South Africa is the underdog heading into its first Test match against New Zealand, which starts on Sunday, the fourth of February. True as this might be, the Two-Test series, without South Africa’s brightest stars due to commitments elsewhere (the SA20 tournament), does provide an opportunity for some players who have long been on the periphery to try to stake a long-term claim for a spot in the Test side.

  1. Zubayr Hamza

It’s hard to believe that it’s been five years since Hamza made his Test debut in 2019. Many thought it was a sign that he was the hundredth player to play Test cricket for the Proteas. The sign being, I presume, that he’d have lots of hundreds in him. In hindsight, we are cricket fans, not astrologers or symbologists, so I’m not sure why we had this idea.
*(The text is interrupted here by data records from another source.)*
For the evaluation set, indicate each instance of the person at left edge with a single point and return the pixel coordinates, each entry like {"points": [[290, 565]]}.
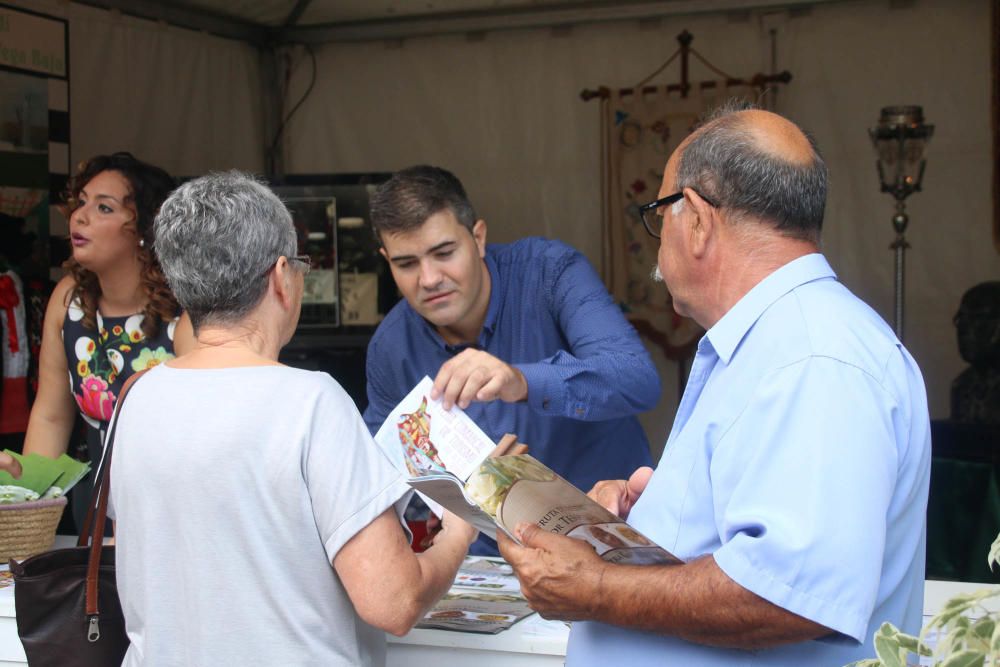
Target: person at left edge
{"points": [[523, 336]]}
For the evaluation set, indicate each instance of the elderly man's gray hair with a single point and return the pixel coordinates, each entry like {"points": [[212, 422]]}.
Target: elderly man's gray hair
{"points": [[725, 164], [216, 237]]}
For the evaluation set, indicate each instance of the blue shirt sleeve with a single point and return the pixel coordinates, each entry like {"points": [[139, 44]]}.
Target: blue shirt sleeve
{"points": [[379, 387], [605, 372], [802, 483]]}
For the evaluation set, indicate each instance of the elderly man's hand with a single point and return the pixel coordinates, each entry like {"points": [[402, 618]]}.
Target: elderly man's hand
{"points": [[474, 375], [560, 576], [10, 464], [618, 495]]}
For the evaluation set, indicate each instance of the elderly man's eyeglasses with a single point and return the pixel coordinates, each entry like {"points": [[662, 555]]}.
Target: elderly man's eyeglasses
{"points": [[653, 221]]}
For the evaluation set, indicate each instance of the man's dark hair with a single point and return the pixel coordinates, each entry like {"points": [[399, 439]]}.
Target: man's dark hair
{"points": [[724, 163], [406, 200]]}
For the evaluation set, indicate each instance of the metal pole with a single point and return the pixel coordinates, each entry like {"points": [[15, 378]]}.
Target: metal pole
{"points": [[900, 245]]}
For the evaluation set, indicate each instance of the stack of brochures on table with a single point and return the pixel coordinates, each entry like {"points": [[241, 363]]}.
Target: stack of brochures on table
{"points": [[485, 598], [446, 458]]}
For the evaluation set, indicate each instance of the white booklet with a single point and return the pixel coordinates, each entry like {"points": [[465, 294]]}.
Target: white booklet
{"points": [[446, 458]]}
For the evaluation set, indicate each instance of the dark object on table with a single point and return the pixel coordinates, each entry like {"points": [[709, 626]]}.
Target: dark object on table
{"points": [[963, 509], [975, 393], [66, 600]]}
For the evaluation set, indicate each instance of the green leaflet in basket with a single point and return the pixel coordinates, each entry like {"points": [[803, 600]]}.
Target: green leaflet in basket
{"points": [[41, 477]]}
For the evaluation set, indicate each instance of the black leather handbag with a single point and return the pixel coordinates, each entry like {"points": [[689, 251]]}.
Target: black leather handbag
{"points": [[66, 600]]}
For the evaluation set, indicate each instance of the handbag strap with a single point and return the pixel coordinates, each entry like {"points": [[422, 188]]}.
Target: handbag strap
{"points": [[97, 516]]}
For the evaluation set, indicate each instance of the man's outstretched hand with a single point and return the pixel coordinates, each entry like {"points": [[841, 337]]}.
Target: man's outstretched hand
{"points": [[9, 464]]}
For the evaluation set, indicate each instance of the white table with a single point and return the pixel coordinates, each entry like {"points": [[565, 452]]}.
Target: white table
{"points": [[533, 642]]}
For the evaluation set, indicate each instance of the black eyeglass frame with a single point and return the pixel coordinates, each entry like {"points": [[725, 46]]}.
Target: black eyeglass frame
{"points": [[665, 201], [303, 259]]}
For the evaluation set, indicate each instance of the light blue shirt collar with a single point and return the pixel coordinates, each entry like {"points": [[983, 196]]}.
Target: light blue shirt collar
{"points": [[726, 334]]}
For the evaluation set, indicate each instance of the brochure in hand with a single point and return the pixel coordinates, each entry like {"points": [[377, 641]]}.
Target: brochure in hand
{"points": [[41, 477], [485, 598], [446, 457]]}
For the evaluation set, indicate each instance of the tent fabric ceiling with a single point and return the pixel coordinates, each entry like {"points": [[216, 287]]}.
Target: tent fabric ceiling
{"points": [[273, 13]]}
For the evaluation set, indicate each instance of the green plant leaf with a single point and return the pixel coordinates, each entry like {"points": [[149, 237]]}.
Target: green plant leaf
{"points": [[912, 644], [984, 627], [887, 648], [994, 556], [965, 658]]}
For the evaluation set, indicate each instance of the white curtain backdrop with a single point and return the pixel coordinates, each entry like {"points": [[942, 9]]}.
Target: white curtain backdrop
{"points": [[503, 112], [183, 100]]}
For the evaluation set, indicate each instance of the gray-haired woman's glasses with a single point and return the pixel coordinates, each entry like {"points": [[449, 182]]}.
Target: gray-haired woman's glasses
{"points": [[305, 261], [653, 221]]}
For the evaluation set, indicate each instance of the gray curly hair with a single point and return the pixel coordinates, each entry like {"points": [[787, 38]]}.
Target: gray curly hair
{"points": [[216, 238]]}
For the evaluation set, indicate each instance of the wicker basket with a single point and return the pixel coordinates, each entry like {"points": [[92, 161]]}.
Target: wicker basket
{"points": [[28, 528]]}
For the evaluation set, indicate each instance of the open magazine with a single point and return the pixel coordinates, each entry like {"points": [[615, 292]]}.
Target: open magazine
{"points": [[446, 458], [485, 598]]}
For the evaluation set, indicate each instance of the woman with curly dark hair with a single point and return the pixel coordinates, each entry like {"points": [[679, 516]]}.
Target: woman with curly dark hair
{"points": [[113, 313]]}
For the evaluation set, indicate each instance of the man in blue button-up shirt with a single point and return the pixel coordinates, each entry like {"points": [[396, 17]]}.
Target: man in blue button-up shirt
{"points": [[523, 336], [794, 481]]}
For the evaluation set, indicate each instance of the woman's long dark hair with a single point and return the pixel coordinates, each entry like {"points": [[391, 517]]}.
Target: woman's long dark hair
{"points": [[148, 187]]}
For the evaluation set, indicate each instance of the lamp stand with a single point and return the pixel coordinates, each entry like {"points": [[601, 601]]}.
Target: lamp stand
{"points": [[900, 245]]}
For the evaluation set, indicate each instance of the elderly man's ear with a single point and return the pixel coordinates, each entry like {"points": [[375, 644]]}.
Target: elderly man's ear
{"points": [[702, 220]]}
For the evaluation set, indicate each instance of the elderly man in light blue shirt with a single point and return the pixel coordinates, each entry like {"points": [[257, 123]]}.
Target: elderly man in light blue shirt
{"points": [[794, 481]]}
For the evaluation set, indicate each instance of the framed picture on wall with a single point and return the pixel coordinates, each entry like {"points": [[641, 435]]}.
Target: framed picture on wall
{"points": [[34, 132], [995, 114]]}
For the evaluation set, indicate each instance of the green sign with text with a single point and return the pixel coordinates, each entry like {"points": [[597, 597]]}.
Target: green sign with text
{"points": [[33, 43]]}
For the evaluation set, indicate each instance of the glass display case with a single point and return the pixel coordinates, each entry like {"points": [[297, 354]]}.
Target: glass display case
{"points": [[314, 212], [355, 290], [349, 286]]}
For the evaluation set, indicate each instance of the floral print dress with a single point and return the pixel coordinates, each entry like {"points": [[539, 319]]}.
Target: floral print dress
{"points": [[99, 364], [101, 361]]}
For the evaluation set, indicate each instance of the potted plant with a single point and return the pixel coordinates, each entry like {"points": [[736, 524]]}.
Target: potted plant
{"points": [[959, 641]]}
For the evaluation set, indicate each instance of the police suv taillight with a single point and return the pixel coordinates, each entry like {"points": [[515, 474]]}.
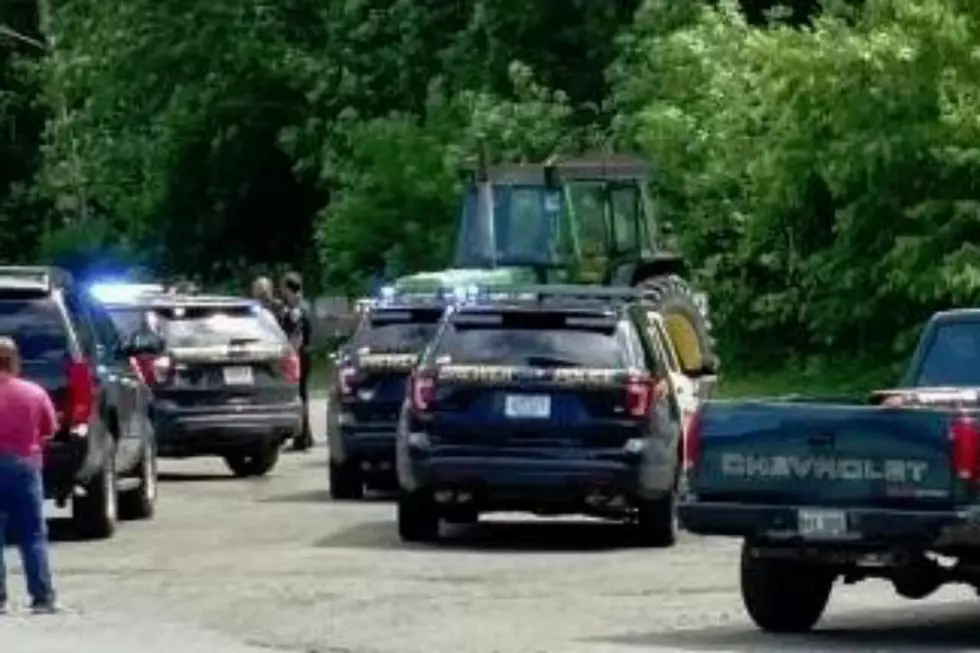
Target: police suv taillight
{"points": [[692, 441], [639, 395], [965, 437], [423, 389], [346, 380]]}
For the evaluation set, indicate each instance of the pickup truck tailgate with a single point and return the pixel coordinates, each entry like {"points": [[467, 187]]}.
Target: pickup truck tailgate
{"points": [[832, 454]]}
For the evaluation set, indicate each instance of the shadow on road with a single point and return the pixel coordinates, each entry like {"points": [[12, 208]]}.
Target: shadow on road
{"points": [[323, 496], [919, 628], [195, 477], [516, 537]]}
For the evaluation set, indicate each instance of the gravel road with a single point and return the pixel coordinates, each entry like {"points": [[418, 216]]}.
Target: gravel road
{"points": [[253, 566]]}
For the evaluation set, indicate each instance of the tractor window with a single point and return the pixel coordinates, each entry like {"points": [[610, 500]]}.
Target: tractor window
{"points": [[626, 218], [589, 223], [523, 229]]}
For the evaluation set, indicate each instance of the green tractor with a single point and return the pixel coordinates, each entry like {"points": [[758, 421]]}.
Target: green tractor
{"points": [[577, 221]]}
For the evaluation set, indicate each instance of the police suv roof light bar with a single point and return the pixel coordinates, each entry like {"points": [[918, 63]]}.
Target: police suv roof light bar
{"points": [[543, 293]]}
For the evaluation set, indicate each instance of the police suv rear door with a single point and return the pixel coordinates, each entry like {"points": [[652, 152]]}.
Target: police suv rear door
{"points": [[384, 351], [524, 378]]}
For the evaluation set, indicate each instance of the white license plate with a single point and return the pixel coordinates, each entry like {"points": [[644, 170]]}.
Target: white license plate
{"points": [[825, 524], [527, 406], [239, 376]]}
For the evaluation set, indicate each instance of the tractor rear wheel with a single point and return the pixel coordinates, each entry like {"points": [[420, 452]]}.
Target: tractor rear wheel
{"points": [[687, 322]]}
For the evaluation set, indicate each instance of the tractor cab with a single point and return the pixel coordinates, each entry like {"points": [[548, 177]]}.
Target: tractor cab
{"points": [[573, 221]]}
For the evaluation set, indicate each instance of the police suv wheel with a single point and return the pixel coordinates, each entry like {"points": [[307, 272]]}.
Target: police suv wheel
{"points": [[140, 503], [418, 517], [687, 319], [656, 521], [784, 596], [96, 512], [258, 461], [345, 481]]}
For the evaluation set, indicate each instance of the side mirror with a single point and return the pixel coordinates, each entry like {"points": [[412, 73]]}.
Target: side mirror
{"points": [[143, 343]]}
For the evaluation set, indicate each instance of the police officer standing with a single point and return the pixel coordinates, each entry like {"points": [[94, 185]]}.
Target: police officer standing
{"points": [[299, 328]]}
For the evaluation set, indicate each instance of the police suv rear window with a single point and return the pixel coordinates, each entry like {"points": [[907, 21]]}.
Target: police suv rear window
{"points": [[533, 338], [398, 331], [38, 328], [127, 320], [208, 326]]}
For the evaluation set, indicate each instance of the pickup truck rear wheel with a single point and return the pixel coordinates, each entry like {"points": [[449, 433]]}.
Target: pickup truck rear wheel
{"points": [[656, 521], [140, 503], [784, 596], [418, 517], [96, 512]]}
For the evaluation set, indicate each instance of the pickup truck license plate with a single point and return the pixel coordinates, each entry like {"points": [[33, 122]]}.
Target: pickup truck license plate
{"points": [[828, 524], [238, 376], [527, 406]]}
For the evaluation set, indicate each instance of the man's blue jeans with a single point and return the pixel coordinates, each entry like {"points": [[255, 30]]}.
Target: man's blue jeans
{"points": [[22, 515]]}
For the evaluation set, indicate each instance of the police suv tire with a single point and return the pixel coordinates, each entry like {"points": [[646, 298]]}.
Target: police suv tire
{"points": [[672, 295], [656, 521], [140, 503], [96, 513], [418, 517], [346, 483], [257, 461], [784, 596]]}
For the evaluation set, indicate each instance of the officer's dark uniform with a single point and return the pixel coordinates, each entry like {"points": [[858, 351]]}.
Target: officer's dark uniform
{"points": [[295, 321]]}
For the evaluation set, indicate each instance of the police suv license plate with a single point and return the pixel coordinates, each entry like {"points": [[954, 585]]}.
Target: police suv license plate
{"points": [[822, 524], [239, 376], [527, 406]]}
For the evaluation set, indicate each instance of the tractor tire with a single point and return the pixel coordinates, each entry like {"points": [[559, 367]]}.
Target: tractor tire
{"points": [[688, 324]]}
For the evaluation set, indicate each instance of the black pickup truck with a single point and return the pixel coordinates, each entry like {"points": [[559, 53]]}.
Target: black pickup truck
{"points": [[103, 457], [825, 491]]}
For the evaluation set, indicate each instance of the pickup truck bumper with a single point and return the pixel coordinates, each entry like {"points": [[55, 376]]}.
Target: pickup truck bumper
{"points": [[866, 526]]}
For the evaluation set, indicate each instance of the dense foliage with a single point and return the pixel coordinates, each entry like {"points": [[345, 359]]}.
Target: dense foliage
{"points": [[817, 163]]}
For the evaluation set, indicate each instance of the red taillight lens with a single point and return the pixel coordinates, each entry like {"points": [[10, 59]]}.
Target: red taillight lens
{"points": [[153, 369], [965, 435], [291, 367], [423, 392], [692, 441], [346, 379], [640, 394], [81, 394]]}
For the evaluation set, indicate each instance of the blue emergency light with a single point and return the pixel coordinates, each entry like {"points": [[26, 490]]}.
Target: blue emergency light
{"points": [[110, 292]]}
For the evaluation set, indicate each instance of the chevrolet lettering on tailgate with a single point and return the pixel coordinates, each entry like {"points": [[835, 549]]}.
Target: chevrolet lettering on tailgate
{"points": [[823, 468]]}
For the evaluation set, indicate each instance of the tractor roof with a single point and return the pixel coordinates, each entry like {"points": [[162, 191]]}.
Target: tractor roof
{"points": [[555, 171]]}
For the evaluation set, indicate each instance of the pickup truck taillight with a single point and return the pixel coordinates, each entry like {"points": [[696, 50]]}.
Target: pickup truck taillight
{"points": [[423, 390], [965, 435], [80, 396], [692, 441], [345, 380]]}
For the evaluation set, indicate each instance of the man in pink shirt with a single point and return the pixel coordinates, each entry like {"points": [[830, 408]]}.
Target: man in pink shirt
{"points": [[27, 420]]}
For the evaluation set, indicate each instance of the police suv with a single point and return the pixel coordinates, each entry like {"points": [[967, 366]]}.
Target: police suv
{"points": [[372, 371], [550, 400]]}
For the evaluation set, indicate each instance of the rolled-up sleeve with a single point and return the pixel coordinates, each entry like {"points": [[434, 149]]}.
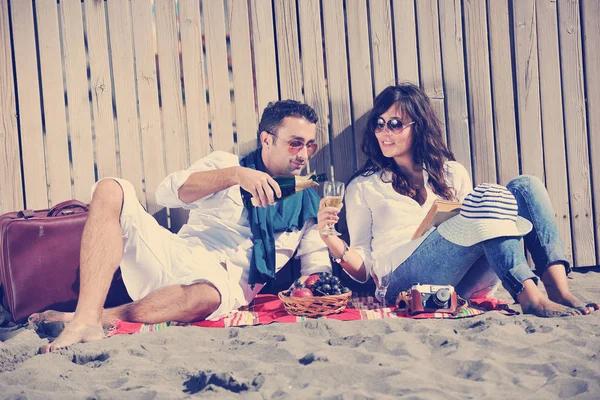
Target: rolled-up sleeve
{"points": [[312, 251], [167, 193], [360, 225]]}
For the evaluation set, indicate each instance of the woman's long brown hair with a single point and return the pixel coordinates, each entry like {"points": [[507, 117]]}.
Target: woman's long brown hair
{"points": [[428, 145]]}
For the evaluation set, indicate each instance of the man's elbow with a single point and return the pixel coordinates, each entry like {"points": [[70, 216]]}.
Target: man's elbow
{"points": [[183, 195]]}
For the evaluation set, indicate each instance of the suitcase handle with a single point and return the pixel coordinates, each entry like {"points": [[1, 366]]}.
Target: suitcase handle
{"points": [[61, 208], [26, 214]]}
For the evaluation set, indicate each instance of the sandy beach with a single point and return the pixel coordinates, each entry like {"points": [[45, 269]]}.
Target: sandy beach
{"points": [[488, 356]]}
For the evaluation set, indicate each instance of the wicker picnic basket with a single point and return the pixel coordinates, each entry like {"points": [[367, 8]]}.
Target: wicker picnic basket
{"points": [[317, 306]]}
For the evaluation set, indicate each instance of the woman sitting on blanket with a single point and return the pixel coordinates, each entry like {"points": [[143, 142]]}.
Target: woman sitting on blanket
{"points": [[408, 167]]}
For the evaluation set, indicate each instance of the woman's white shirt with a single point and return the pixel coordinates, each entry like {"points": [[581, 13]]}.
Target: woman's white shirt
{"points": [[381, 221]]}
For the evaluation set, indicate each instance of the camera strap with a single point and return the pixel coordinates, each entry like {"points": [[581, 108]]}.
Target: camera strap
{"points": [[404, 302]]}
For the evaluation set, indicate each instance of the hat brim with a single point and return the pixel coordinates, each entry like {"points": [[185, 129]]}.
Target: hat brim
{"points": [[469, 231]]}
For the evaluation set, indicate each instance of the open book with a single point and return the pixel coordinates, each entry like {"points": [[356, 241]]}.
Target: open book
{"points": [[440, 211]]}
Six Tests into his international career, Hamza has shown only the faintest glimmers of competence at Test-level, when he scored an enterprising 62 in India back in 2019. To that end, he’s scored 212 runs at an average of 17.66. For reference, Keshav Maharaj, who is very much a lower-order batsman in word and deed, averages 15.33. His international career seemed to very much hang in the balance when he was handed a nine-month ban for a doping violation, but a combination of cricket’s ambivalence to failed drug tests, a lack of alternatives due to the SA20, and his sheer weight of runs at below Test level have seen him handed another chance. 647 runs at an average of 71.9 this season at first-class level suggests he’s in red-hot form. Time for him to show it.

  • Duanne Olivier

Outside of David Bedingham and Keegan Petersen, who both played Tests in the India series, Olivier is probably the closest to outright selection to the “first team”. There was shock and horror nearly two years ago when he made his comeback in the Bangladesh series, and the one-time enforcer was bowling gentle medium pacers, but maybe he’s just gotten smarter about his craft. That will be the hope anyway. In the last 130 years of Test cricket, only Vernon Philander was faster to 50 Test wickets than Duanne Olivier, in terms of balls delivered. It’s memories of that level of incisiveness that fuel his selection. While not quite as dominant with the ball as one would like this season (he’s taken 20 wickets at an average of 30 in FC cricket), Proteas coach Shukri Conrad will be hoping that his international experience will stand up to fierce scrutiny.

  • Neil Brand

Excluding players captaining countries that hadn’t played Test cricket before, only one man has captained his national team on debut in the last 50 years, New Zealand’s Lee Germon in 1995. While acknowledging that the Proteas have not selected a full-strength touring squad, seven of the selected players have played at least one Test, so you would have thought one of them might have gotten the nod on experience alone. Still, Brand, who originally had hoped to qualify for the English team through residency before moving back to South Africa, seems to have the backing of the coach, with Conrad rumoured to have wanted him selected instead of Dean Elgar for the recently completed India series. With 363 runs at an average of 25.9 in FC cricket heading into the series, he’s had a bit of a lean time of it, but he’ll be hoping to turn that all around.

  • Dane Piedt

Having given up on his Protea career back in 2020 to chase the American Dream, Piedt is back in the Test set-up through a combination of fortune and his own performances. The first iteration of his Test career saw him take 26 wickets in nine Tests at an average of 45.19, but he did show hints of being a Test-quality spinner. He took four-wicket hauls in his first three innings, and does have a five-wicket haul at Test level vs England, so he has shown proof of concept when it comes to Test quality. But it’s been four-and-a-half years since his last Test, a horror performance in Ranchi, where he took 1/101 in 18 overs as he struggled for both control and penetration. His 26 wickets have come at an average of 18.53 in FC cricket this season, so much like Hamza, he’ll be a man with something to prove while being in red-hot form.

  • Keegan Petersen

It was a toss-up between Petersen and Bedingham for this last spot. I suppose I could have made this a six-person list, but ultimately, that would have been extra work that I was not really looking to put out. With 130 FC games and nearly 8000 runs, Petersen is a proven performer. But, having shown real promise during the 2021-22 India series, where he scored 276 runs at an average of 46, he’s failed to quite kick on. It’s been nearly two years since he scored a fifty at Test level. Petersen was dropped from the side for the second India Test, and while I’m sure some would call it a squad composition dropping, given the fact that the team went with an extra bowler, the reality is you don’t drop your number four batsman for “composition” purposes, especially when your captain has already been ruled out for injury. 343 runs at FC level at an average of 38.11 isn’t bad, but it’s also not good. Still, he’s scored three scores in excess of fifty in his four SA “A” innings, including a century, so maybe he’s turned a corner.